Fetishism of the familiar in The New Yorker

I don't like knocking around someone else's work but I have to say I read Donald Antrim's story "Ever Since," I think that's the title, taken cleverly from the first two words of the story, which appears in current New Yorker, and was left thinking: Huh? What possibly led the New Yorker fiction editors, whoever they may be, to say this is one of the 50 best stories we'll see all year?
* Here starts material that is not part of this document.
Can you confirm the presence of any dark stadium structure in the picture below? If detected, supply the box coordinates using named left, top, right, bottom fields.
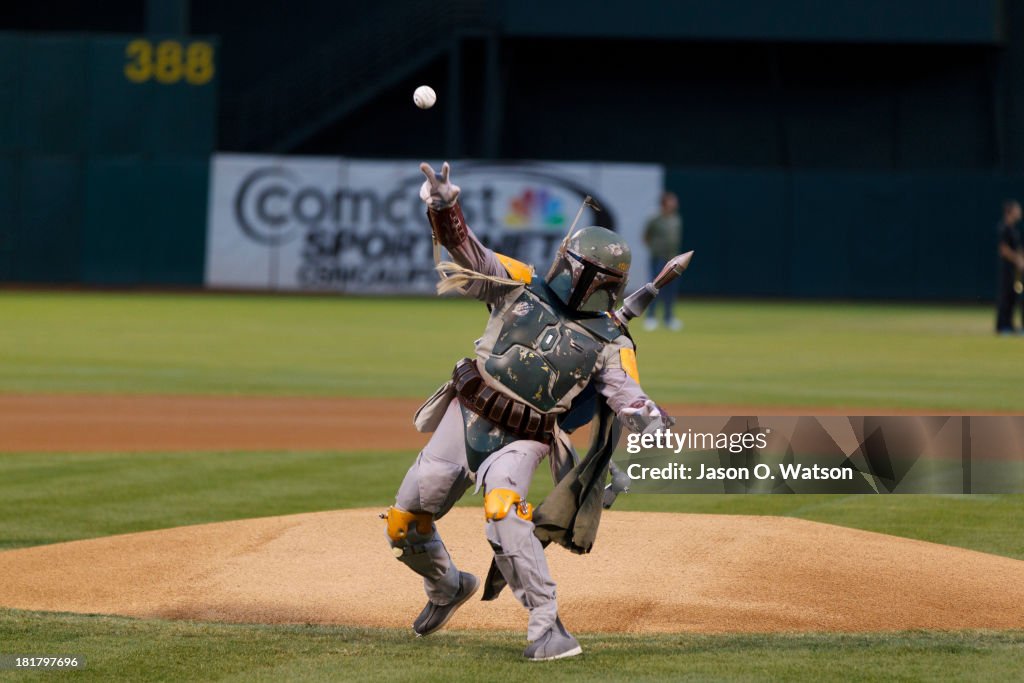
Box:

No doubt the writing is good, better than good even: it's a story about a 30something guy, recently separated from long-time girlfriend, now at a book-debut party with new girlfriend who's a publicist working the event, they're in a west side loft owned by a wealthy poet, it's very crowded, there's lots of drinking, mingling, broken conversations, flirting, ultimately Jonathan leaves party, phones his ex, learns she's about to get married, tearfully returns, clumsily proposes to new girlfriend - all this but so what? I give Antrim credit, it's very difficult to orchestrate this kind of story, to keep the many characters and strands untangled. But honestly is there anything fresh and new in this piece? Is it, as with so many other NYer "stories," actually part of a longer piece that will give it proper context? Or did it appeal to NYer editors because it's such familiar turf to them? There was a time when the New Yorker could rightly be criticized for a fetishism of the exotic; I'm wondering if these days the editors are subject to a fetishism of the familiar.